There’s a war of words going on at the moment between veteran cybercrime reporter Brian Krebs and US bakery chain Panera Bread.

Krebs recently wrote about a data leakage problem on Panera’s website, whereby crooks could supposedly tease out personal information about a Panera customers, without logging in themselves, by directly searching for likely terms in Panera’s online database.

For example, if you knew someone’s phone number, you could put in a search request and retrieve information that Panera happened to hold against that phone number.

In Krebs’s article, he gave an example where searching for a single company phone number retrieved data on numerous users, including username, email address and the last four credit card digits – presumably because multiple staff at a company located near one of Panera’s outlets had asked for deliveries to their place of work.

Worse still, attackers could apparently search by account ID, a numeric identifier that Krebs says may simply be incremented by one for each new user.

In other words, if you had a Panera account yourself and knew that your numeric ID was, say, 31337, then trying 31338, 31339 and so on might allow you to recover at least some personal information about other customers who first transacted at around the same time you did.

Of course, by trying thousands or hundreds of thousands of IDs in sequence you might, in theory at least, suck down data about hundreds or thousands of other active users.

Apparently, Panera has now moved the offending data out of harm’s way, but that’s where the war of words with Krebs kicks in.

Panera is on the record claiming that “[o]ur investigation to date indicates that fewer than 10,000 consumers have been potentially affected by this issue, and we are working diligently to finalize our investigation and take the appropriate next steps.”

Panera may very well be in a position to support a claim of this sort, assuming that it has server logs that reliably show which user records were accessed, and how, and assuming that the logs provide a complete and reliable record.

But Krebs thinks otherwise, saying that “[i]t is not clear yet exactly how many Panera customer records may have been exposed by the company’s leaky web site, but incremental customer numbers indexed by the site suggest that number may be higher than seven million.”

Indeed, Krebs concludes his piece with the claim that “[s]ubsequent links […] indicate that this data breach may be far larger than the 7 million customer records initially reported as exposed in this story. The vulnerabilities also appear to have extended to Panera’s commercial division which serves countless catering companies. At last count, the number of customer records exposed in this breach appears to exceed 37 million.”

What to do?

Even if Krebs’s numbers are theoretical maxima and Panera’s figures turn out to be the real-life ones, there was still a breach here, and it could easily have been avoided.
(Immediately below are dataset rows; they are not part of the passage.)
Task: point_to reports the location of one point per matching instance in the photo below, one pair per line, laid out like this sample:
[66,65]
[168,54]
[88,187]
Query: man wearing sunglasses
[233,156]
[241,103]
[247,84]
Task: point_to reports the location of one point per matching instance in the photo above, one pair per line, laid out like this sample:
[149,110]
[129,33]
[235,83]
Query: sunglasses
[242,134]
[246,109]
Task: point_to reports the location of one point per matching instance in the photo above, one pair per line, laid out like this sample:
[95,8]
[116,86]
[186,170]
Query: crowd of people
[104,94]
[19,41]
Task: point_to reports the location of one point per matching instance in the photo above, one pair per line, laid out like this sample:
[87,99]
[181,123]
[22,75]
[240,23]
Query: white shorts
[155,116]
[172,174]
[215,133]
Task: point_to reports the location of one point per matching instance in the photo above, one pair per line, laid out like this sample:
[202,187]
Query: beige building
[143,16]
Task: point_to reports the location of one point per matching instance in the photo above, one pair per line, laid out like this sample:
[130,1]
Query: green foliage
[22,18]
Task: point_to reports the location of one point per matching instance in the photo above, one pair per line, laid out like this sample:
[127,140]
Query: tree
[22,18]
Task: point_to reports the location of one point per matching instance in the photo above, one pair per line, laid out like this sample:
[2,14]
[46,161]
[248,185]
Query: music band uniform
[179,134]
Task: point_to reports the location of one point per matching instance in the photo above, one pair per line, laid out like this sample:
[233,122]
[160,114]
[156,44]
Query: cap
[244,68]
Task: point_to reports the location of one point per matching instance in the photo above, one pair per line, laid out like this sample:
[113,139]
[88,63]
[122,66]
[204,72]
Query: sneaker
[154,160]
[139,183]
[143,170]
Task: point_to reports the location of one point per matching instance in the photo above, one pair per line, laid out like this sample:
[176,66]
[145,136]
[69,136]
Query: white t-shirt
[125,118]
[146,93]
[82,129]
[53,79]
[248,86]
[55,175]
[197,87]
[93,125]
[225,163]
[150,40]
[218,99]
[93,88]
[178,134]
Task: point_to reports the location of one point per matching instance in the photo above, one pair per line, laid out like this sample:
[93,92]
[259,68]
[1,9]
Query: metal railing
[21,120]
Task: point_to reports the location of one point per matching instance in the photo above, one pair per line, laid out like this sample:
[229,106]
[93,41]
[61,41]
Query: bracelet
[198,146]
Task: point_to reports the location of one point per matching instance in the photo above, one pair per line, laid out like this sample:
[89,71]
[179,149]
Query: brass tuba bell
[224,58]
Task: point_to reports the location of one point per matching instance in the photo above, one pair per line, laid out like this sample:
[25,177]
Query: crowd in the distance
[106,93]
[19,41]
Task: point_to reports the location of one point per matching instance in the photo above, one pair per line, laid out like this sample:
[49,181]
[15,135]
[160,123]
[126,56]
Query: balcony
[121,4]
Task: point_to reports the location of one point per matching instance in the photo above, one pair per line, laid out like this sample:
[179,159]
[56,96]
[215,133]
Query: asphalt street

So, if you have a searchable customer database that’s accessible online, ask yourself these three questions:

  1. Does this data need to be online at all? If “no”, then take it offline immediately and permanently.
  2. Does this data require a user to authenticate first? If “no”, then take it offline immediately until you’ve sorted out the login process.
  3. Does this data correctly limit access to the current user? If “no”, then then take it offline immediately until you’ve sorted out proper access control.

Remember: if in doubt, really, really, REALLY don’t give it out, especially if it’s data about someone else.